While Google, Apple and Facebook have pretty much conquered the world, Chegg still has a ways to go. Case in point, says Chief Business Officer John Fillmore, the total addressable market consists of millions of students worldwide.
“There is just so much opportunity in the core of what we do,” Fillmore said in a video interview on Aug. 12.
Last year, Chegg’s sales grew almost 30% in 2019 compared to 2018. And then Covid-19 struck, closing schools and forcing students from kindergarten through college to study from home. At the same time, international demand has exploded, from Turkey to South Korea.
“That’s been a runaway train for us in terms of continued growth, and we expect that we are really just scratching the surface,” Fillmore said.
Fillmore cites STEM (science, technology, engineering and math) materials that are already taught in English as an easy entry into countries where English is not the native language.
“That’s a huge tailwind for us in terms of international expansion,” Fillmore said. Chegg will focus on investing in the international market, including in content translated into local languages. Its foreign students are largely not studying at U.S. institutions.
“Only 1% of our international customers actually went to school in the US. So these are all new customers to us,” said Chief Executive Officer Dan Rosensweig on the second quarter earnings call earlier this month. “So I know there has been some speculation as to whether or not these were international customers that went home and then subscribe at home, but we obviously monitor those things and frankly we are picking up brand-new customers around the world and over 99% of them are brand new to Chegg.”
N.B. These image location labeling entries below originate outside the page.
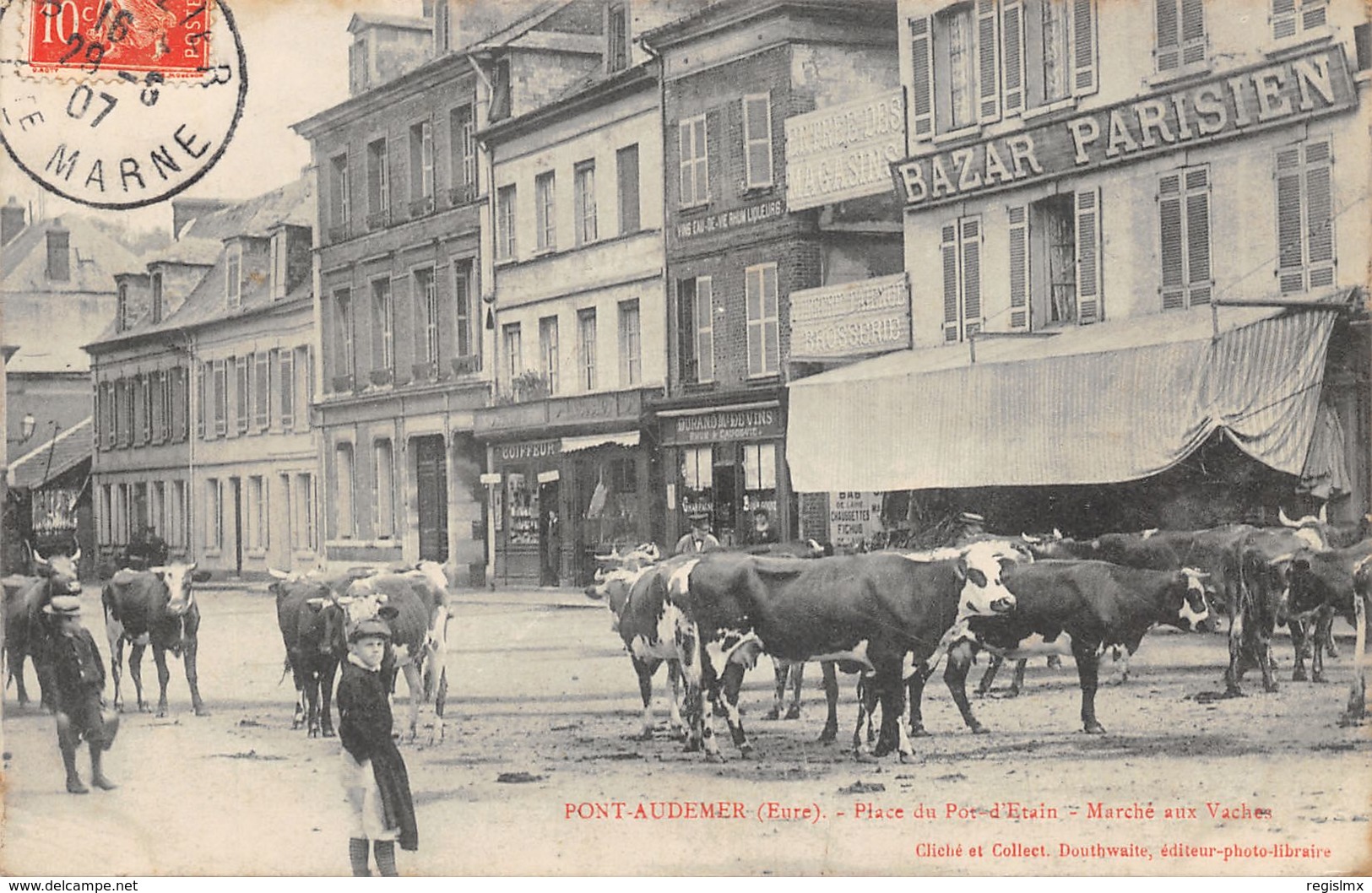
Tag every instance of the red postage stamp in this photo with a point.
(168, 36)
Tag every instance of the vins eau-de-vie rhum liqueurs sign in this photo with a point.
(1242, 102)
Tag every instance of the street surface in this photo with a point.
(544, 695)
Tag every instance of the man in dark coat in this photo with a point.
(80, 677)
(373, 771)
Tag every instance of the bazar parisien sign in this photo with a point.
(1244, 102)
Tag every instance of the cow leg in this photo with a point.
(645, 669)
(830, 673)
(955, 677)
(1088, 669)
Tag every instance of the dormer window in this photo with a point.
(234, 276)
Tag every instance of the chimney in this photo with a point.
(59, 252)
(11, 221)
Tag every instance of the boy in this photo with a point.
(373, 772)
(80, 673)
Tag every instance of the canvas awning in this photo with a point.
(592, 441)
(1101, 403)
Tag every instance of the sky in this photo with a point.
(296, 61)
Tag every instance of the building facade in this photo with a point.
(733, 73)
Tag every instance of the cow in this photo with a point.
(309, 622)
(1077, 608)
(26, 631)
(866, 611)
(154, 607)
(412, 605)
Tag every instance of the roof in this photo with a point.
(51, 458)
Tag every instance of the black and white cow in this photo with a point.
(1077, 608)
(867, 611)
(155, 607)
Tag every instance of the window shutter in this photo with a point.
(950, 263)
(1283, 18)
(1192, 32)
(1018, 215)
(1290, 254)
(1169, 36)
(1088, 257)
(1198, 235)
(922, 81)
(988, 62)
(970, 241)
(1082, 47)
(1170, 230)
(1013, 44)
(1319, 213)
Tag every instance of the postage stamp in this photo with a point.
(118, 103)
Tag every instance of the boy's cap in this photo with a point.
(369, 629)
(63, 607)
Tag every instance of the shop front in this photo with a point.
(726, 464)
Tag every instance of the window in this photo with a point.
(501, 99)
(1305, 215)
(221, 398)
(763, 347)
(285, 384)
(463, 303)
(340, 208)
(243, 391)
(757, 140)
(695, 162)
(213, 516)
(377, 184)
(463, 147)
(346, 364)
(696, 324)
(583, 186)
(513, 351)
(346, 524)
(263, 390)
(280, 265)
(421, 168)
(384, 520)
(1293, 17)
(234, 274)
(157, 296)
(616, 37)
(1185, 237)
(974, 62)
(505, 223)
(586, 347)
(1180, 33)
(626, 164)
(630, 346)
(545, 212)
(383, 325)
(548, 350)
(426, 295)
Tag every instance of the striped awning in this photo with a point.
(1101, 403)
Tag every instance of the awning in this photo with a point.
(1099, 403)
(592, 441)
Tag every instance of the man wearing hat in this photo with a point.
(373, 772)
(80, 674)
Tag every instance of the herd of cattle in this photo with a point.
(889, 616)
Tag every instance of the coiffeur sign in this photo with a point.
(1247, 100)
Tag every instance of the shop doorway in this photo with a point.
(549, 534)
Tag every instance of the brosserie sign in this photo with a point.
(1244, 102)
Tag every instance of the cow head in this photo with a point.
(61, 572)
(1312, 528)
(177, 579)
(1194, 611)
(980, 568)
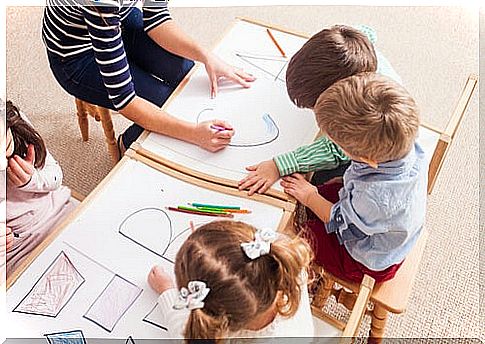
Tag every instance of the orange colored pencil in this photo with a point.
(276, 43)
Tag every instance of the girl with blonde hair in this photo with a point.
(236, 281)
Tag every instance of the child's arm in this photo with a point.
(307, 194)
(322, 154)
(46, 179)
(173, 319)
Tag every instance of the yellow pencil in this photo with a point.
(276, 43)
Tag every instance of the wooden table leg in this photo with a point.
(324, 289)
(378, 324)
(109, 134)
(82, 119)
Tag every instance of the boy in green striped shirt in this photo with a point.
(327, 57)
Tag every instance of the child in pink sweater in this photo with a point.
(36, 200)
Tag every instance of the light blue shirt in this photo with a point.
(381, 211)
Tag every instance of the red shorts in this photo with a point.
(331, 255)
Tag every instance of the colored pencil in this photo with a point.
(219, 128)
(236, 211)
(202, 205)
(200, 212)
(209, 210)
(276, 43)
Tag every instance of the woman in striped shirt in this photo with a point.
(111, 53)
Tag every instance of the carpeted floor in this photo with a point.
(434, 49)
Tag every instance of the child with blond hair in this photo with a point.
(234, 280)
(370, 223)
(330, 55)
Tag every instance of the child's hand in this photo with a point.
(159, 280)
(20, 171)
(212, 139)
(260, 178)
(6, 238)
(297, 186)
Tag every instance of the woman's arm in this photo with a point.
(154, 119)
(169, 36)
(103, 25)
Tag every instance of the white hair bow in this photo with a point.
(193, 296)
(261, 244)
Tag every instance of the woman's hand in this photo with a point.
(212, 139)
(20, 171)
(6, 238)
(159, 280)
(216, 68)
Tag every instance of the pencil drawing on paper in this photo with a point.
(53, 290)
(248, 134)
(113, 302)
(152, 229)
(153, 318)
(70, 337)
(273, 66)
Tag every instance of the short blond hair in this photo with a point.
(369, 116)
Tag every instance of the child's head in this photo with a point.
(20, 134)
(328, 56)
(240, 288)
(369, 116)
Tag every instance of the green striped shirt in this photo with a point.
(322, 154)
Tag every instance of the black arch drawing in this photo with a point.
(271, 126)
(164, 251)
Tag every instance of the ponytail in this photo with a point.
(293, 256)
(24, 134)
(203, 326)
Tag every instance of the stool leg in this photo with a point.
(109, 133)
(324, 289)
(82, 119)
(378, 324)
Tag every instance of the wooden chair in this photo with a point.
(99, 113)
(392, 296)
(337, 328)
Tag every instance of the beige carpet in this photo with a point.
(432, 48)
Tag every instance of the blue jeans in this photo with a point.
(155, 72)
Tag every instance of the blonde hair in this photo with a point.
(369, 116)
(240, 288)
To be sure, Chegg is not alone in its mission to serve students worldwide. The Santa Clara, California-based company competes against Course Hero, Varsity Tutors, Quizlet and Bartleby, not to mention burgeoning locals that may have an advantage being already versed in their native language and culture.
Fillmore shrugged off the competition, saying that no other company offers the full suite of services that Chegg does.
“One reason we’ve seen extraordinary growth is that we are unique,” Fillmore said.
One of their main challenges isn’t unique though. Like Netflix (NASDAQ:NFLX) and others, Chegg has an admitted challenge when it comes to the sharing of passwords among students. While it’s improved now that most users have dispersed and returned home, it remains a problem.
Fillmore admitted that the onus is on the company to continue to work on that issue, and Rosensweig noted that it’s a priority for the company.
“We are implementing systems to address account sharing and investing in device management control,” Rosensweig said on the earnings call.
The other big area of focus for Chegg is in skills-accelerating via their 2019 purchase of Thinkful, which provides courses in data science, software engineering and digital marketing. Students aren’t going to school just for an education, Fillmore said. About 80% of them go to college because they want a job, but the traditional college journey isn’t for everyone. Fillmore argues that many end up in jobs that didn’t need a college degree to begin, and, of course, graduate swimming in debt.
Add to that tech giants like Alphabet saying potential employees don’t need a four-year degree, and more and more people will pass on a costly and lengthy four-year college education in favor of an efficient course to beef up on necessary skills and get to work.
“The beautiful thing is unlike the college you may or may not change their curriculum, we can always have the most relevant curriculum for the most in-demand jobs and that’s what Thinkful is all about,” Rosensweig said. “So we’re super excited about the future of Thinkful right now.”